While responding to Alex's comments on my review of the ACKS Player's Companion, I was reminded of a position I've held on spell selection for a while now.  Alex argued that Dismember and Choking Grip are both awesome spells, and was surprised that my players, despite having access to them, had fallen back to the old standbys of Fireball and Sleep.  I discussed this with the rest of the group, and I think we reached something of an agreement on why Dismember in particular didn't see much use.

The primary concerns which motivated our players during combat spell selection were reliability (How often will this spell actually work?), versatility (How often will this spell be useful?), and raw power (When I get to use it and it works, how awesome will this spell's effects be?).  A spell which allows a save, requires an attack roll, or has a variable duration is unreliable, while a spell which can only target one opponent, or which has its effectiveness reduced against certain classes of opponents (eg, undead immune to sleep) lacks versatility in terms of the sort of combats where it can be used to its fullest potential.  Unreliability and inflexibility can be outweighed if the payoff on success is very high, which is where raw power comes in, but that's a hard sell.

Dismember is pretty unreliable; a save negates all of its effects.  It's also single-target, which reduces its versatility somewhat.  Worse still is that the single targets you're going to want to burn a 3rd-level spell slot against are probably enemy chieftains and spellcasters, who have relatively good saves.  While mortal wounds are scary, the death and dismemberment table introduces another level of unreliability into the spell; while you could sever both of their arms or break their spine, scoring an immediate knock-out, you've got a similar probability of knocking out a few of their teeth or inflicting minor scarring, which is probably not a relevant contribution to most combats.  3d6 damage is nice, but that's on par with fireball successful-save damage to a single target, and only occurs on a failed save.  Fireball, by comparison, deals damage (more reliable than negative effects across types of opponent) to a potentially-large number of targets (versatile), and while it gives a save, it's a save for half (more reliable).
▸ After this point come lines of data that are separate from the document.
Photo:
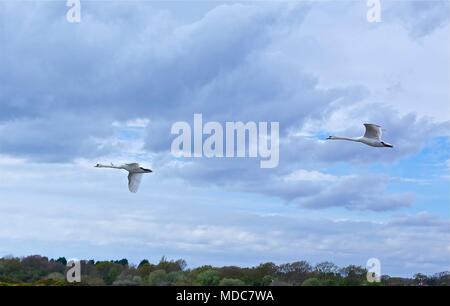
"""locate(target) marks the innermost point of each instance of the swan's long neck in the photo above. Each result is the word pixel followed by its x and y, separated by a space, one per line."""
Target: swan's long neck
pixel 345 138
pixel 109 166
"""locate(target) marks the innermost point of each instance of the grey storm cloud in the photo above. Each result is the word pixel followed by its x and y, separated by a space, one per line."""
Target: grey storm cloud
pixel 63 85
pixel 420 17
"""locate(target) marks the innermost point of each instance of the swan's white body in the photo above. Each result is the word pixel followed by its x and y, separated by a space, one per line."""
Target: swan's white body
pixel 372 137
pixel 134 173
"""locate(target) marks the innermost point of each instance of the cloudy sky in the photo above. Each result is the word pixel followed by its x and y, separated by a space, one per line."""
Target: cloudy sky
pixel 109 88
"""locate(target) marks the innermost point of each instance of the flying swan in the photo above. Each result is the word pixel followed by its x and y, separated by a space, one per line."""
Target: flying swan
pixel 134 174
pixel 372 137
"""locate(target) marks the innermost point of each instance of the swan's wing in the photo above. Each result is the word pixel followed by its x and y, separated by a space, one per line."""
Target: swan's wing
pixel 134 179
pixel 372 131
pixel 133 166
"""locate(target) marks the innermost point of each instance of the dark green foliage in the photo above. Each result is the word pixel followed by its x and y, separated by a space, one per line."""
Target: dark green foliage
pixel 41 271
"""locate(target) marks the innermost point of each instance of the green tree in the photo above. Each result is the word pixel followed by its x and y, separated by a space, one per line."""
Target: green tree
pixel 231 282
pixel 157 278
pixel 208 278
pixel 312 282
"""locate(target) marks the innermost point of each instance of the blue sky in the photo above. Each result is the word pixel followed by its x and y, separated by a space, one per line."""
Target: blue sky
pixel 109 88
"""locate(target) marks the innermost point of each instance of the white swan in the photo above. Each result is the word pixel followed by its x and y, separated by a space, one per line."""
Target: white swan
pixel 372 137
pixel 134 174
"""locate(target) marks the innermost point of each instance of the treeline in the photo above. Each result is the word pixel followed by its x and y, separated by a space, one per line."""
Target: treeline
pixel 39 270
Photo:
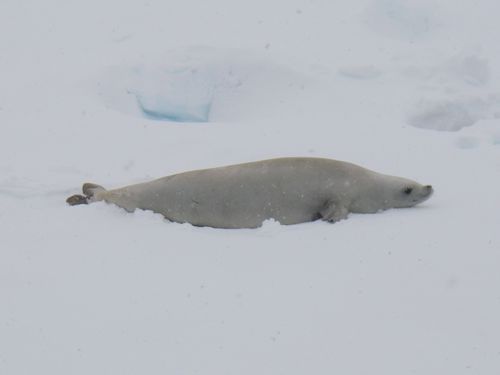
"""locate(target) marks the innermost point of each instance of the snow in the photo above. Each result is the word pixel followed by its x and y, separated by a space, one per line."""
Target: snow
pixel 93 289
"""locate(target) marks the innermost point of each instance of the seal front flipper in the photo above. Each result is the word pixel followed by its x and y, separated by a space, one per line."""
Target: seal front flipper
pixel 77 199
pixel 332 212
pixel 90 189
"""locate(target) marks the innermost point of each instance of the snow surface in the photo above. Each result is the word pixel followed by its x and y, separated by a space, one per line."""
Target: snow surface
pixel 94 290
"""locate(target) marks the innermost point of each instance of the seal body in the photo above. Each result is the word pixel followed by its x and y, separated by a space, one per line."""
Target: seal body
pixel 289 190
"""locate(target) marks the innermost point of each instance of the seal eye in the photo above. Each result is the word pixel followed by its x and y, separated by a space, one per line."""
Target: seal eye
pixel 408 190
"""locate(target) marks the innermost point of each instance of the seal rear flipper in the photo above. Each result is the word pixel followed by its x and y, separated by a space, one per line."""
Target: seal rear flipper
pixel 90 189
pixel 332 212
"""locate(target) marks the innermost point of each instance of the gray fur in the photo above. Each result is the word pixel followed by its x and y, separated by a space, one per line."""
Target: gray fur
pixel 289 190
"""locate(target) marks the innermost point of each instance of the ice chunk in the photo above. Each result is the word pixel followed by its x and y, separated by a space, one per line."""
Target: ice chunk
pixel 183 95
pixel 444 116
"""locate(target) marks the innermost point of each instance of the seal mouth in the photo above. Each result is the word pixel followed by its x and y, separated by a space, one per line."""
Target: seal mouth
pixel 427 192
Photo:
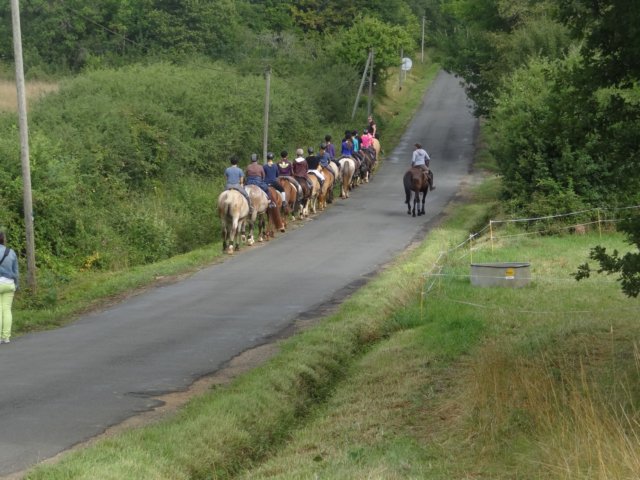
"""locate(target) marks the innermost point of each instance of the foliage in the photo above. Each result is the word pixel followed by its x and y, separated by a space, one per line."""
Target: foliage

Choking Grip is a slightly different case from Dismember.  It has the advantage of preventing an enemy from casting while under its effects, in addition to dealing damage which under good conditions outstrips that inflicted by magic missile or other 1st-level damage dealers (though those conditions are unreliable, and the targets you really want to deal that much damage to have many HD, hence probably higher saves and more likely to end the effect sooner).  It can also be cast by a 1st-level wizard henchman, and doesn't scale with caster level.  This means that if you're (say) clearing hexes and have reason to believe the weaselmen might have a witch-doctor, it absolutely pays to have your low-level wizard henches learn Choking Grip to lock down superior enemy firepower.  Also useful for winning wizard-duels if you're short on spell slots, or for killing your master to take his tower and spellbooks.  Arguably useful for preventing dragonbreath, since a choke closes the windpipe (as opposed to a strangle, which just closes blood vessels), but good luck getting a dragon to fail those saves for any length of time.  Less than useful for killing massed humanoids than sleep, though, and that was what we tended to be doing.  Also no use at all against undead, which were another mainstay of our adventuring diet, and where magic missile saw a fair bit of use instead of sleep.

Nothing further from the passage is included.